Negligent investigation, not a cause of action in Texas
by Michael Fox
Although the Texas Supreme Court has been a reliable haven for employers, the intermediate courts of appeal are not always so. In Texas Farm Bureau Mutual Insurance v. Sears, decided on August 30th, the Court reversed a lower court's decision that could have proved enormously troublesome to employers. The fired employee had won because the lower appeals court held that an employer, even in the context of an at will employee, has a duty of ordinary care in conducting an investigation as to the employee's misconduct. Finding that such a duty would prove to be the total undoing of the long established and treasured 'employment at will' doctrine, the Supreme Court rejected it, finding that no such duty exists.
Arguably, the Court found that any negligence type claim tied to a termination will not be valid. ("Engrafting a negligence exception on our at-will employment jurisprudence would inevitably swallow the rule.")

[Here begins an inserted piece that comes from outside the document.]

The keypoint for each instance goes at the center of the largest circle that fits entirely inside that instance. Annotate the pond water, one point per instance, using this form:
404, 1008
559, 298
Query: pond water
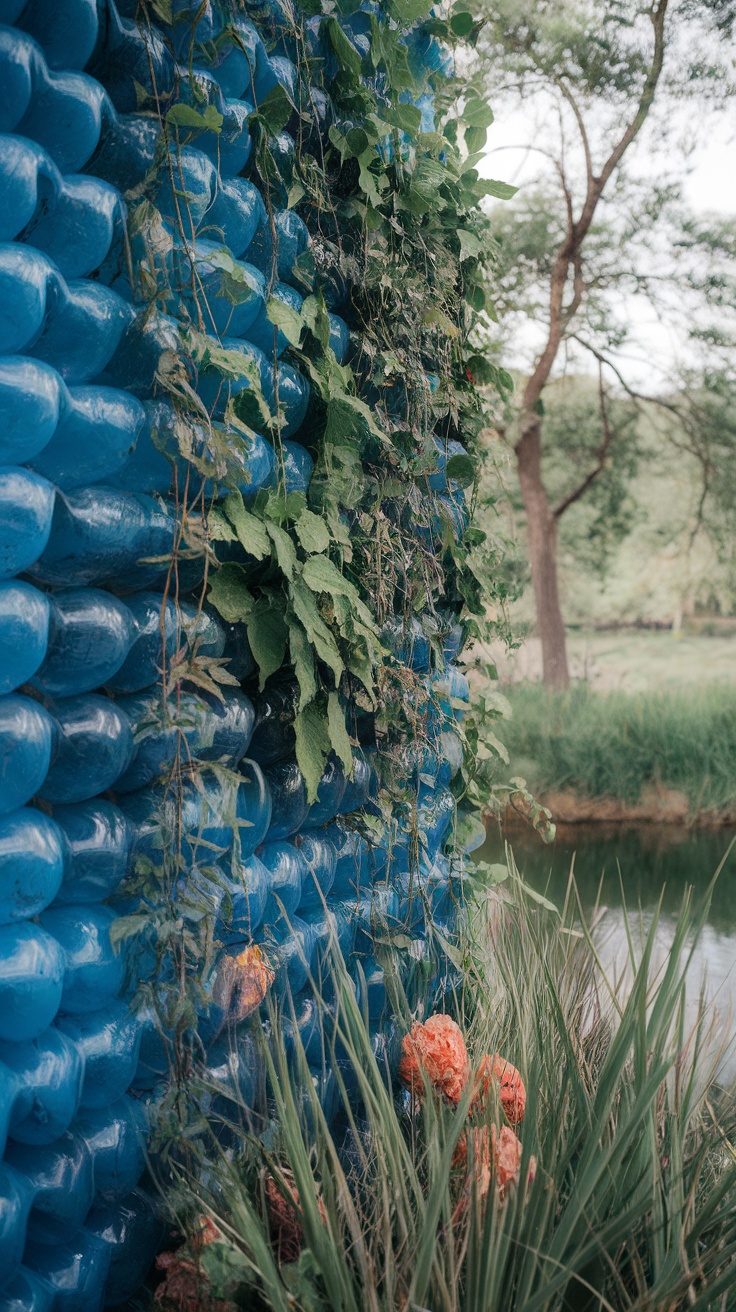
635, 866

The Court was also once again forced to substitute its opinion of what is outrageous conduct in denying the employee's intentional infliction of emotional distress claim. This time, a unaminous Supreme Court had to overturn a decision that certain conduct was outrageous. That decision was made by a jury, the trial judge and the court of appeals. That such decisions have to be made, quite often, argues strongly for the abolition of the intentional infliction of emotional distress, at least in the employment context. It too runs the risk of being the exception that swallows the at will rule. The Court will perhaps have its chance, or at least a chance to limit its reach in sexual harassment cases, in Roche v. Zeltwanger, currently pending before the Court.